Resilienz umfasst die menschliche Widerstandsfähigkeit gegenüber belastenden Lebensumständen. Der Gegenbegriff zur Resilienz ist die Vulnerabilität, die Verwundbarkeit oder Verletzlichkeit. Daher wird Resilienz auch oft als psychische Robustheit oder Unverwundbarkeit bezeichnet (Gabriel 2005). Es besteht grundsätzlich das Potenzial zur Entwicklung und Förderung von Resilienz und Bekämpfung von Vulnerabilität. Wichtige Bestandteile sind dabei u.a. die Achtsamkeit und Selbstreflexion.
Psychische Widerstandfähigkeit durch Achtsamkeit
Achtsamkeit ist das bewusste Lenken der Aufmerksamkeit auf den gegenwertigen Moment, das vorurteilsfreie und wertfreie Erleben des Hier und Jetzt. Dabei wird jeder Gedanke, jedes Gefühl und jede Körperwahrnehmung registriert und beobachtet, ohne das Erlebte zu kategorisieren, zu bewerten oder darauf zu reagieren (Bishop et al., 2004).

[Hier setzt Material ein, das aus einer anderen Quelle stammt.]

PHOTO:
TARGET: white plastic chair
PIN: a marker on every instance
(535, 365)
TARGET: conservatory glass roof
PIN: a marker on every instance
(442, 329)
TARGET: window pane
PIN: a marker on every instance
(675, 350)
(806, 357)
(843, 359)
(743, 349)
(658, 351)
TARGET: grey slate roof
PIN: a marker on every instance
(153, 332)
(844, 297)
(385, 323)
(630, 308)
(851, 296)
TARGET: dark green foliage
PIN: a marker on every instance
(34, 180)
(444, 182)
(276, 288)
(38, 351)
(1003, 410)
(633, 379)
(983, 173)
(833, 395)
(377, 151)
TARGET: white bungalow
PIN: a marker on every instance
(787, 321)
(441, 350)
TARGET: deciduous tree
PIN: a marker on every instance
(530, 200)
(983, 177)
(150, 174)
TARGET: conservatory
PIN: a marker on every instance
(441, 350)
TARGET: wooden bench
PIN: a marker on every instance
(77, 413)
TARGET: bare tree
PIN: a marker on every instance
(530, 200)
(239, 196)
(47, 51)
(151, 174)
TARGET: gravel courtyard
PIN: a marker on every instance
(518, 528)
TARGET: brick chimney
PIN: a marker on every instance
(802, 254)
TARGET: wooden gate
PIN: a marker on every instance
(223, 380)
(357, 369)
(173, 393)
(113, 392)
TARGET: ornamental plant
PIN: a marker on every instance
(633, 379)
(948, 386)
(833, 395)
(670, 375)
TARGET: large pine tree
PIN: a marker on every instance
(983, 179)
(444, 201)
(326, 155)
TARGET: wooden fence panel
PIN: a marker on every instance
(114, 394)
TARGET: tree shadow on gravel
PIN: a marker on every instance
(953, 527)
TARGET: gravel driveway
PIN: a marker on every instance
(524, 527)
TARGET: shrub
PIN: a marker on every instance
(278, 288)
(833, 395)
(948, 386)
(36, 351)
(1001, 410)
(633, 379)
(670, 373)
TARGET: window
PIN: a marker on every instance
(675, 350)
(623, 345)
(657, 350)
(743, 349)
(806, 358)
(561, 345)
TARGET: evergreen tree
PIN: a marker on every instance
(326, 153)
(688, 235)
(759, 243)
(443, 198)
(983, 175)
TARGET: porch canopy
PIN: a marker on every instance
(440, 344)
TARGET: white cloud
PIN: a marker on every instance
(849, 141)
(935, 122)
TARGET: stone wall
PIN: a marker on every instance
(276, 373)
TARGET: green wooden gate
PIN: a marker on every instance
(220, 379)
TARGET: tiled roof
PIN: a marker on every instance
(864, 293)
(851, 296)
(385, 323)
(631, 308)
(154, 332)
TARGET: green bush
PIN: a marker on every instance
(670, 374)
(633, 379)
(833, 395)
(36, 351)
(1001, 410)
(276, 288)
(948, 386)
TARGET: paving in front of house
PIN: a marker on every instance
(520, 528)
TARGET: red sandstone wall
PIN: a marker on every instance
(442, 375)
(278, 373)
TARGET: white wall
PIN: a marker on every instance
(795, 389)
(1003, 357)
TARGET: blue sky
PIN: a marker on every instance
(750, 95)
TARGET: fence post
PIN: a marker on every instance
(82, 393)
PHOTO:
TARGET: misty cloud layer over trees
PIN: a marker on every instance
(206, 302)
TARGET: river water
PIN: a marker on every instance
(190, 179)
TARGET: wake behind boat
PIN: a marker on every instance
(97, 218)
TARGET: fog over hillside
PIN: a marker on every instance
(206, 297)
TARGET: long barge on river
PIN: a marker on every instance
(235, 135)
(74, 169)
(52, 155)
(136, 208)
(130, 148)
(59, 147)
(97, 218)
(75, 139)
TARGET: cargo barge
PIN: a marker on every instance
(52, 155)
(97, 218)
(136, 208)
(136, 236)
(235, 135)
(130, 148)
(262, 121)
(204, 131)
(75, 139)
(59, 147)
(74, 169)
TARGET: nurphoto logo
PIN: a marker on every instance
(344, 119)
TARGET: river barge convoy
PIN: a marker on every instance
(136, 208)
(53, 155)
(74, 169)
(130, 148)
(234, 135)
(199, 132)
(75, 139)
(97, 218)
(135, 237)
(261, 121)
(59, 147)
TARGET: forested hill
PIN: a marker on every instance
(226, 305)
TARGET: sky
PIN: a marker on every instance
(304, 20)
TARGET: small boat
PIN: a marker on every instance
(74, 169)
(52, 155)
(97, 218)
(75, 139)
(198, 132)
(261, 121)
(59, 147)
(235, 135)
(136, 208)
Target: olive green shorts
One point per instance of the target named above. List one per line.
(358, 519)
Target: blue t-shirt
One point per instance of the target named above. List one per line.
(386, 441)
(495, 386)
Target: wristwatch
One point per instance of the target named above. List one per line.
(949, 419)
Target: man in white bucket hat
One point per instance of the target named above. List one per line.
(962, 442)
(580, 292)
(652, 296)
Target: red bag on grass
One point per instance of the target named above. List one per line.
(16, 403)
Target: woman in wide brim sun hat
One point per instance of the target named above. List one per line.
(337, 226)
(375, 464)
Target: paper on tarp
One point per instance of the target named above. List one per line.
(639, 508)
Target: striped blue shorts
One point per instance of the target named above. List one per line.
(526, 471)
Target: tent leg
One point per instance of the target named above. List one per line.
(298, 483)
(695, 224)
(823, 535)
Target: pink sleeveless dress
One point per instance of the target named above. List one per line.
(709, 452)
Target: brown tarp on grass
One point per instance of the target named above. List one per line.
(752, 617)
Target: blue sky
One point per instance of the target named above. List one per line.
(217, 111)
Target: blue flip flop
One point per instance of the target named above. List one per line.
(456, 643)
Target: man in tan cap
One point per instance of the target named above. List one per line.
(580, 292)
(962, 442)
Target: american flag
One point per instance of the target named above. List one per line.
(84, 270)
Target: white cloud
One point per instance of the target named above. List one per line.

Achtsamkeit kann gut geübt und trainiert werden. Eine Möglichkeit dazu ist das Genusstraining. Einfach mal googlen ;)
Psychische Widerstandfähigkeit durch Selbstreflexion
Reflektierendes Lernen ist der interne Prozess des Untersuchens und Erkundens einer Anliegensfrage, ausgelöst durch eine Erfahrung, die Bedeutung im Hinblick auf die eigene Person schafft und klärt, und die zu einer veränderten konzeptuellen Perspektive führt (Boud et al. 1985, S. 19).

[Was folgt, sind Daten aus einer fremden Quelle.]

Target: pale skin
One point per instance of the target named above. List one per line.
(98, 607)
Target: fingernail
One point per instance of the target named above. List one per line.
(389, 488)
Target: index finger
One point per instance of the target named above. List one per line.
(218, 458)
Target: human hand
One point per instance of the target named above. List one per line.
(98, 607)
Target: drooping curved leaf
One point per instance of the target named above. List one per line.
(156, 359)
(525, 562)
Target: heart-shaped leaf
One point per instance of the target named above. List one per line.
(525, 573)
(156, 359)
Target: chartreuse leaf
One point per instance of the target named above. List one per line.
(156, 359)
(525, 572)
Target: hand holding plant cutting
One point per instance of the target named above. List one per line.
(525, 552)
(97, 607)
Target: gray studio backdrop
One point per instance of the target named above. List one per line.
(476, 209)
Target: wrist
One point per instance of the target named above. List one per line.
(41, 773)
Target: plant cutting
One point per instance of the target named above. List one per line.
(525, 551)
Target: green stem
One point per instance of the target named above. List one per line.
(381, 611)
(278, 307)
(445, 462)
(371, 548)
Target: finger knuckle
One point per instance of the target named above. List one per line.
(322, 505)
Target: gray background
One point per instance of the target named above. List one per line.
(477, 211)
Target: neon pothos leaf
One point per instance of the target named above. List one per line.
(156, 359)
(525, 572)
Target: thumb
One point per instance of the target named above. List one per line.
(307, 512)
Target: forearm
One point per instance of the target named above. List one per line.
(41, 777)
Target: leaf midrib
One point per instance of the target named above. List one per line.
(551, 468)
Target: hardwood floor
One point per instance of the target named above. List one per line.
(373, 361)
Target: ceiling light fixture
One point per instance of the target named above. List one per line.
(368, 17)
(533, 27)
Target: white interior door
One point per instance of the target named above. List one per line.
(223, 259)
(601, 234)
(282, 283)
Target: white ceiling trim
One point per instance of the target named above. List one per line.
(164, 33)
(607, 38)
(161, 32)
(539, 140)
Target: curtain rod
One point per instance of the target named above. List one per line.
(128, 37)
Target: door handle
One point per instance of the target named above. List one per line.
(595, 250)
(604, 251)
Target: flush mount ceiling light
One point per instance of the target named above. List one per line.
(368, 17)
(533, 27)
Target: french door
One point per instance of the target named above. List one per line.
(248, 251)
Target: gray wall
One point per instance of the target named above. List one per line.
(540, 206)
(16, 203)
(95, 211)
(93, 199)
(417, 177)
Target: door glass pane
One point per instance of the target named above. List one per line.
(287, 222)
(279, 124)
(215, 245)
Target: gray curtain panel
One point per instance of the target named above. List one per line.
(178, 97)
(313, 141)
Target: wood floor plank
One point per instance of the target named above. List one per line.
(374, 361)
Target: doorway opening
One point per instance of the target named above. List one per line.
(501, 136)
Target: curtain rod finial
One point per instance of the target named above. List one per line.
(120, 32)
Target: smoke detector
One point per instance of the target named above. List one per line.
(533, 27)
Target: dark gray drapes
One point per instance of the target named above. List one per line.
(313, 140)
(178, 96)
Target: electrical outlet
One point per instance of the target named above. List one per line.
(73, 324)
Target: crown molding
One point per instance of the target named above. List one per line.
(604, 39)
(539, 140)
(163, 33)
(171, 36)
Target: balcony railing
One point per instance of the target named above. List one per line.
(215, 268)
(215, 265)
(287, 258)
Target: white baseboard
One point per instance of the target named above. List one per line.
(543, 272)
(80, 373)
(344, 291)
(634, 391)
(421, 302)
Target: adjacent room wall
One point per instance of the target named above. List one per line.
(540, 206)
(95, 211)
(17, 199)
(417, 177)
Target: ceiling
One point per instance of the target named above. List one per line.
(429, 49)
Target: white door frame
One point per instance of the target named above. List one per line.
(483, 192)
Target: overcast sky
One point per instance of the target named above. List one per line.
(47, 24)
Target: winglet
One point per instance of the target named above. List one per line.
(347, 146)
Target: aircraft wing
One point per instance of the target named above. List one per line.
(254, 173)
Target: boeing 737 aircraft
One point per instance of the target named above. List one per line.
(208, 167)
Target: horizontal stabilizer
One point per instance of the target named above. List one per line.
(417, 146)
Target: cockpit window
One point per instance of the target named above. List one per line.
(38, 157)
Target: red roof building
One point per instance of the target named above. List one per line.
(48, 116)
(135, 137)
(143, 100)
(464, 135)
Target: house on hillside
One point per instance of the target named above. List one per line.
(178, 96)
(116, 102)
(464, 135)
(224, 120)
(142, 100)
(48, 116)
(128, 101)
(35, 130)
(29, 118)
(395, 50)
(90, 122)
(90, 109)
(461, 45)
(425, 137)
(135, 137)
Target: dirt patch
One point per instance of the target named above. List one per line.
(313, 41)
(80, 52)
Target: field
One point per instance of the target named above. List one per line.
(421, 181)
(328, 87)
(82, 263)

Das Ziel von Selbstreflexion ist die Erweiterung der bisherigen eigenen Perspektive durch neue Erkenntnisse und eine darauffolgende Verhaltensänderung.

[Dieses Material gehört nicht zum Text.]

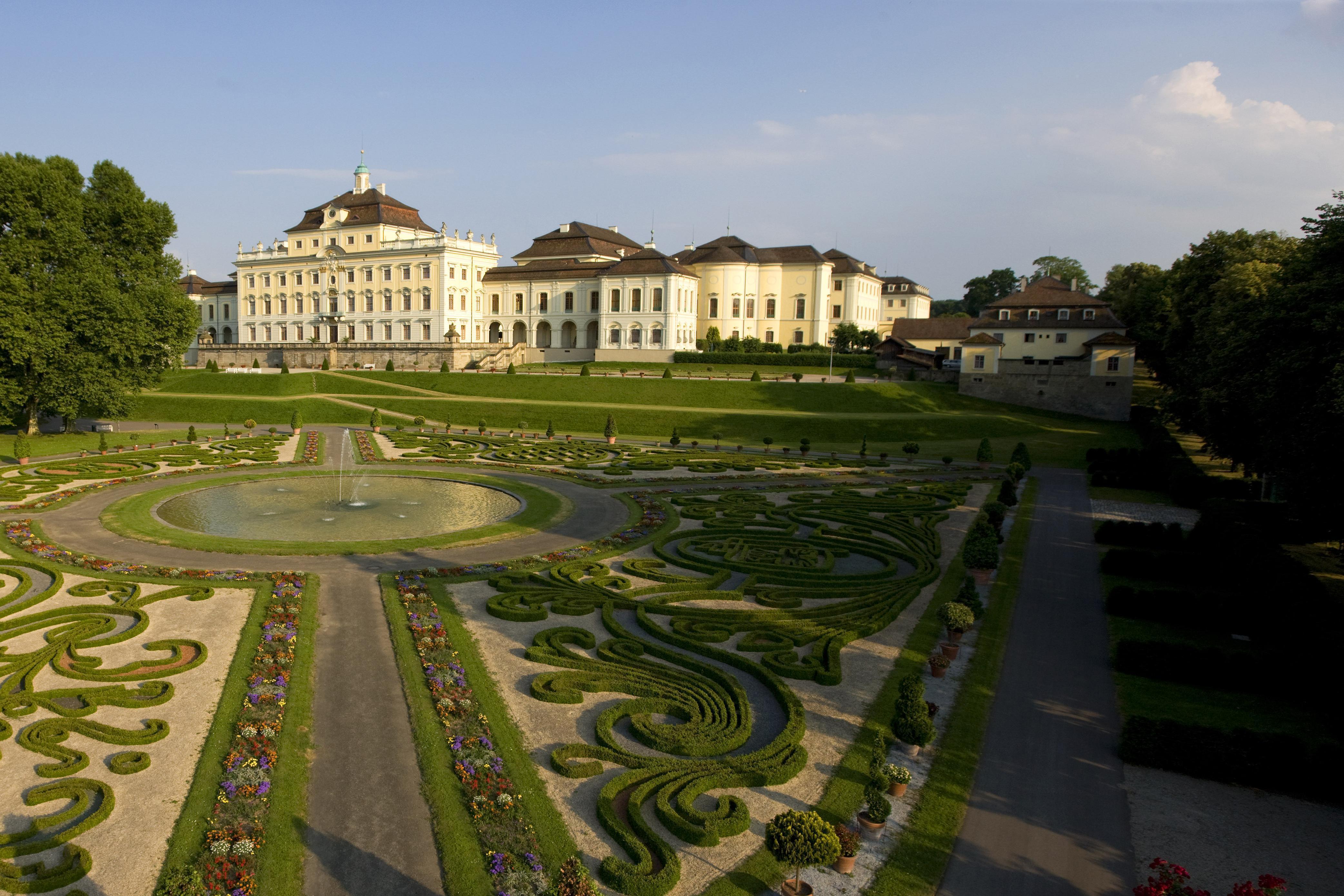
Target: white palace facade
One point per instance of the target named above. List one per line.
(362, 279)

Nach Aktins & Murphy (1993) lässt ich der Prozess der Selbstreflexion in drei Stufen gliedern:
- Bewusstsein über unangenehme Gefühle und Gedanken
- kritische Analyse der Situation
- Entwicklung einer neuen Perspektive auf die Situation
Achtsamkeit und Selbstreflexion sind zwei trainierbare Bestandteile der Resilienz, die wichtig ist, um Schutzfaktoren aufzubauen, die die Wahrscheinlichkeit der Entwicklung einer pschischen Störung reduzieren können.
Literaturverzeichnis:
Atkins, S., & Murphy, K. (1993). Reflection: a review of the literature. Journal of Advanced Nursing 18, 1188–1192. doi: 10.1046/j.1365-2648.1993.18081188.x
Bishop, S. R., Lau, M., Shapiro, S., Carlson, L., Anderson, N. D., Carmody, J., ... & Devins, G. (2004). Mindfulness: A proposed operational definition. Clinical psychology: Science and practice, 11(3), 230.
Berking, M. (2012). Ursachen psychischer Störungen. In: Berking, M., Rief, W. (eds) Klinische Psychologie und Psychotherapie für Bachelor. Springer-Lehrbuch. Springer, Berlin, Heidelberg. https://doi.org/10.1007/978-3-642-16974-8_3
Boud, D., Keogh, R., & Walker, D. (1985). Reflection: Turning Experience into Learning. London: Kogan Page.
Werner, E. E., & Smith, R. S. (1977). Kauai’s children come of age. Honolulu: University Press of Hawaii.
Gabriel, T. (2005). Resilienz. Kritik und Perspektiven (Zeitschrift für Pädagogik 51).